Avoiding too much early irrigation, on the other hand, encourages plants to develop stronger, healthier root systems that grow deeper. “You defer irrigation because there's typically enough stored moisture and enough rainfall even in dry years to create a plant that can achieve high yields,” Specht explains.
Soybeans need about 19 inches of water from planting in early May through harvest to yield about 85 bushels. If soybeans don't get any of that from early-season rains, producers will have to catch up with watering once deferred irrigation begins in early July. But if early-season rains are normal, the deferred approach could reduce the amount of irrigation water applied throughout the season.

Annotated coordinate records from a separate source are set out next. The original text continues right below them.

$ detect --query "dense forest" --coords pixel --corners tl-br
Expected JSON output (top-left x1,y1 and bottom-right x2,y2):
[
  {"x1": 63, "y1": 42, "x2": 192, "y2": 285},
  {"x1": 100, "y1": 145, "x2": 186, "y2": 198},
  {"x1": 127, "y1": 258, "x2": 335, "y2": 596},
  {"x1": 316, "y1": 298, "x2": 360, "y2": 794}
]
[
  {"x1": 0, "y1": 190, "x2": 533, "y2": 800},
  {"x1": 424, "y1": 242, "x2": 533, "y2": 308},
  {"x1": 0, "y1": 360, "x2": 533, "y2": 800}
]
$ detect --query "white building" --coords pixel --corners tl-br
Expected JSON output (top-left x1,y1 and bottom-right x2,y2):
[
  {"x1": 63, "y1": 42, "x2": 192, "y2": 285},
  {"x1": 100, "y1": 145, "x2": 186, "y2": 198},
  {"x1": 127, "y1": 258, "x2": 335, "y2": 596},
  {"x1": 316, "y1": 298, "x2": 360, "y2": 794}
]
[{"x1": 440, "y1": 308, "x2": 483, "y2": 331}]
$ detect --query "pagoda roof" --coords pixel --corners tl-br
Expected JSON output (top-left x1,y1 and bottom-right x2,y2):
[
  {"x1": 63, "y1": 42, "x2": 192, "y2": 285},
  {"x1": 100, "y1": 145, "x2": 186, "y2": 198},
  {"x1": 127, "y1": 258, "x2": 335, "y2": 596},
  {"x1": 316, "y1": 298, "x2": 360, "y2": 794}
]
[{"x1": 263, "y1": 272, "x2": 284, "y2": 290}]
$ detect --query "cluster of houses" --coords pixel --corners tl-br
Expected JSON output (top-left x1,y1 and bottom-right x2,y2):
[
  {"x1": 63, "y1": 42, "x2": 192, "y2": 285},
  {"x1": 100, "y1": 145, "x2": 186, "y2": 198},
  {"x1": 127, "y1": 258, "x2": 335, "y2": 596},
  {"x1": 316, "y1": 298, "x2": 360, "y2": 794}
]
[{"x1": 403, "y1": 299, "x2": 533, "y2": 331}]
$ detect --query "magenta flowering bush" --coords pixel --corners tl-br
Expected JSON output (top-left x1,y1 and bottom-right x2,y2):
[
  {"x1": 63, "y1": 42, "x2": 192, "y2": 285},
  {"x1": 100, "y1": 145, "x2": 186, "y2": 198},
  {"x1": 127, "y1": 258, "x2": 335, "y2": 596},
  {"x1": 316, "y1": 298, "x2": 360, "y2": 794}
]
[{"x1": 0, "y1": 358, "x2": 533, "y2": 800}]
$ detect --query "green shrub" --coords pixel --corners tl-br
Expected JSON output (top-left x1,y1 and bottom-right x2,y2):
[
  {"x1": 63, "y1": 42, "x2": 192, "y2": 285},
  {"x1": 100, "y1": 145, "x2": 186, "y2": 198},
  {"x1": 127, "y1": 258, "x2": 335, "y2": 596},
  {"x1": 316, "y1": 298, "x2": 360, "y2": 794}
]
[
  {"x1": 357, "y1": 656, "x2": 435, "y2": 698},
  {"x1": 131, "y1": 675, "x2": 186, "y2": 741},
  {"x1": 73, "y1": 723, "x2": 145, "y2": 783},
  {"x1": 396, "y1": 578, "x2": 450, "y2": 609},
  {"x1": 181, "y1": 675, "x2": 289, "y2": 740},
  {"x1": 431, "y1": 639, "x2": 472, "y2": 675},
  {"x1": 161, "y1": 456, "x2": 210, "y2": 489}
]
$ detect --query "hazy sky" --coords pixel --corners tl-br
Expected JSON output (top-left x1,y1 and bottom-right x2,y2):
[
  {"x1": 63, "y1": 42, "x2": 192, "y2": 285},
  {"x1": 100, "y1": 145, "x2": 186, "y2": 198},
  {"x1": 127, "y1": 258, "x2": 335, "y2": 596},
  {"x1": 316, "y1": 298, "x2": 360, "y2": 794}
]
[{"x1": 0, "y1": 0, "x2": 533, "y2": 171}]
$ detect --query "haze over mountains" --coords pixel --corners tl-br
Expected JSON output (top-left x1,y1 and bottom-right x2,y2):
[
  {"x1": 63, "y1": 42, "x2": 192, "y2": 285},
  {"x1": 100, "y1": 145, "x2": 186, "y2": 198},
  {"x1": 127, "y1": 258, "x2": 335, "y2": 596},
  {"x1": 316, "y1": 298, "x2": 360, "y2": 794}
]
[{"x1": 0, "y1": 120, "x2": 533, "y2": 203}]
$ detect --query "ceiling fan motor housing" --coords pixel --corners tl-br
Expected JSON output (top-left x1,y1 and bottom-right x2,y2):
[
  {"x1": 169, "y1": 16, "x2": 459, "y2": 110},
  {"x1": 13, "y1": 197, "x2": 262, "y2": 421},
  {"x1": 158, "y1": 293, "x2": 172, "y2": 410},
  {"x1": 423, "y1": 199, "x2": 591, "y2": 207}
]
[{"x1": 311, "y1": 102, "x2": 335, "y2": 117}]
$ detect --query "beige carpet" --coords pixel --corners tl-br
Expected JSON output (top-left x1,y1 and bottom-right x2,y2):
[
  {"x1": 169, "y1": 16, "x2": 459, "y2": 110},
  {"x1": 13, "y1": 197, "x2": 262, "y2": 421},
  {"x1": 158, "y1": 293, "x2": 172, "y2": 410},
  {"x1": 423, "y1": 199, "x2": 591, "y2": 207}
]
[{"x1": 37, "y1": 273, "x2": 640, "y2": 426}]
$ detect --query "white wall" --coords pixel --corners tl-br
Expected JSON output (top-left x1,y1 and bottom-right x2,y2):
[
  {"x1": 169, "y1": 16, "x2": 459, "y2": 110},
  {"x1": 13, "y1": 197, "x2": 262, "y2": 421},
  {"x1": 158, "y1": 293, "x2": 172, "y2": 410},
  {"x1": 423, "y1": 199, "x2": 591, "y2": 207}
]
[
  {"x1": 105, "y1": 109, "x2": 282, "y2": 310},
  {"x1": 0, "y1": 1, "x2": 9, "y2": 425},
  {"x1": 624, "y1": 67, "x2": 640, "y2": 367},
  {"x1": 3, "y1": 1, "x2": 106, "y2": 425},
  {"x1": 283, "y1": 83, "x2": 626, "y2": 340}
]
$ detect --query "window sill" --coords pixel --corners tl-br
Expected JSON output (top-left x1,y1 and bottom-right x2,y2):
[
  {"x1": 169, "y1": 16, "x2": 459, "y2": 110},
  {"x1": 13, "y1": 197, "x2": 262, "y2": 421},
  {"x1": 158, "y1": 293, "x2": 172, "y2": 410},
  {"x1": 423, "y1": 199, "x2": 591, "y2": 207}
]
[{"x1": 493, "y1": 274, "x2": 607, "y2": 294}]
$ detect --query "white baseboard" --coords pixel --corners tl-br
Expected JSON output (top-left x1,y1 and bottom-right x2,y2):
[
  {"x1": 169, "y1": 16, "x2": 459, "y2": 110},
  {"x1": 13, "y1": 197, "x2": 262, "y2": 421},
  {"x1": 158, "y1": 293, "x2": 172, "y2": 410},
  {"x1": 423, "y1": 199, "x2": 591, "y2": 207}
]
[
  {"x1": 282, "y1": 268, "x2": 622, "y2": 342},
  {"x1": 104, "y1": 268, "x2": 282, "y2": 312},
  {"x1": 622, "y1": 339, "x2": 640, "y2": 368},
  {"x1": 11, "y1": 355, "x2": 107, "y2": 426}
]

Specht and Cassman's research has been incorporated into an online irrigation scheduling program called SoyWater. Developed by Specht and Jessica Torrion at the University of Nebraska, it is available online at www.soywater.unl.edu. This online spreadsheet offers producers access to the two most popular irrigation strategies in practice.
Soil water balance method
With the first approach, called the Soil Water Balance Method, the user chooses an irrigation trigger, which represents a percentage depletion of the maximum water (field capacity) in the crop root zone. This depletion is caused by crop withdrawal of soil water.
Water balance method
The Water Balance Method, based on Specht's research, is advisable for fields with soils that have a high water-holding capacity (such as silty clay loam soils) and in years when the field water content is at full capacity at planting or emergence. In this strategy, the producer allows the soybean crop to extract the water it needs for vegetative growth and early reproductive development from the stored soil water present at emergence and any postemergence rainfall stored in the root zone prior to the R3 stage.